Dear public-school teachers in Georgia: Congratulations on surviving another year in the classroom.
As you take a moment to catch your breath and enjoy a brief respite before you start the process all over again, I hope you will reflect on the good you do, the impact you have on young people, your ability to make a difference. Yours isn’t a job. It is a calling.
Many years ago, I was part of an advisory board at the Grady College of Journalism at the University of Georgia. The board members were pre-eminent in their field: newspaper publishers, editors, a network-television president, the head of one of the nation’s largest advertising agencies and business leaders from across the country.
At the end of one of the meetings, the discussion got around to schoolteachers. It turned out that all in the room could name at least one teacher one had been influential in their life and could recite why. I never forgot that experience. That is when I realized that teachers are sculptors. Only you don’t work with clay, you shape future generations.
I don’t know where public education got off track. I suspect it was along about the time that our society went haywire and lost respect for authority as well as a lot of our core values. Maybe it was Watergate. Maybe it was Vietnam. Maybe we just woke up one day and decided that those who entertain us, like athletes and actors, are more important than those who protect us and educate us.
We ignore the fact that schools merely reflect the societal issues that surround them. Yet, we expect you to shut the schoolhouse door and lock out poverty, apathy, abuse and a lack of family structure and somehow magically teach a hungry child from a broken home how to conjugate verbs.
Society may be beyond repair, but I am hoping we can mend public education in Georgia. I am a member of Gov. Nathan Deal’s Education Reform Commission that has been tasked with the responsibility of looking at all facets of public education from funding to teacher recruitment and retention to “school choice.” I don’t know if I can make much of a difference — I’m still trying to understand all the acronyms.
As exciting as the possibilities are that the Education Reform Commission might be able to overhaul and improve public education in Georgia, including the opportunity to keep the best teachers in the classroom, I believe it is safe to say that you don’t have a lot of faith that we can do it right. I don’t blame you for feeling that way. We haven’t always walked our educational talk in this state.
Georgia has had more high-sounding education commissions, studies, task forces and blue-ribbon committees than a yard dog has fleas and not much to show for it. Gov. Deal says it is going to be different this time around. I have taken him at his word.

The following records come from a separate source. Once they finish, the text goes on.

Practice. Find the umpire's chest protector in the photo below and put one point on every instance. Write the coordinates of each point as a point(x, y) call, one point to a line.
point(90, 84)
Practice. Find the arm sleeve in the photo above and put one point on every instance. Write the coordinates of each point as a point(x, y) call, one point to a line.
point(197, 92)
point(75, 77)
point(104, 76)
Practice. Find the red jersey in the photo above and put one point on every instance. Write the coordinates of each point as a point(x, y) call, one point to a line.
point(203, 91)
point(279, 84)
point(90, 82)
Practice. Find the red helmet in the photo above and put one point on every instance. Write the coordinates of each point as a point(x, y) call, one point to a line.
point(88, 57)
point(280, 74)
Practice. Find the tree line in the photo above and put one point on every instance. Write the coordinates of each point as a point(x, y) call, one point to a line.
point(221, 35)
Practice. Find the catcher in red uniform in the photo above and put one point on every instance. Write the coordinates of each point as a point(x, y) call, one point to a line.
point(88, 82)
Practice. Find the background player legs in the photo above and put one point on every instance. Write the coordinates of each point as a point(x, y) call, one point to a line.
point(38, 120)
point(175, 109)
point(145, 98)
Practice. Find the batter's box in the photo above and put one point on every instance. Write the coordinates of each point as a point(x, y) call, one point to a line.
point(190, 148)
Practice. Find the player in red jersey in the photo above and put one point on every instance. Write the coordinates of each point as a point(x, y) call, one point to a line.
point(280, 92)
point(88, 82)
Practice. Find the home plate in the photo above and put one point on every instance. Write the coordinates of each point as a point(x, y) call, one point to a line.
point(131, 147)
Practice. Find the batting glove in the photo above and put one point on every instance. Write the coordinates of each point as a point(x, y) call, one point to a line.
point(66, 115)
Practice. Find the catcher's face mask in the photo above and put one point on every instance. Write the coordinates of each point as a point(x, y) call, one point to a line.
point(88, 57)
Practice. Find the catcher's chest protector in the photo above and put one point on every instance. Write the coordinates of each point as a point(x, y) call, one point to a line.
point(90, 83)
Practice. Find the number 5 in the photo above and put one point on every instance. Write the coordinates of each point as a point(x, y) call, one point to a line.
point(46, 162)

In the meantime, I remind you that the next general elections are a year away. That is when you can expect our intrepid public servants to once again wax eloquently about the fact that their mother/brother/sister/cousin was a schoolteacher and how they feel your pain and how hard they are working for you and blah, blah, blah.
They must think we fell off the education turnip truck. We all know that once they are re-elected it is back to business as usual, which includes promoting private-school tuition-tax breaks, cozying up to for-profit charter-school management companies, messing with curriculum while homeschooling their own kids and trying to fix a teacher-retirement system that doesn’t seem to be broken. It wouldn’t be a bad idea for you to flunk a few of them at the ballot box when the opportunity arises.
In spite of all of the obstacles we throw in your way, you soldier on. While we are eager to point out the failures in public education, no one seems to focus on all the young people you have inspired to bigger and better things and who will one day sit in a meeting as I witnessed those many years ago at the Grady College and talk about how you made a difference in their lives and why.
That is why you do what you do. You make a difference. A big difference. Thank you for your efforts. Enjoy the break. You have earned it.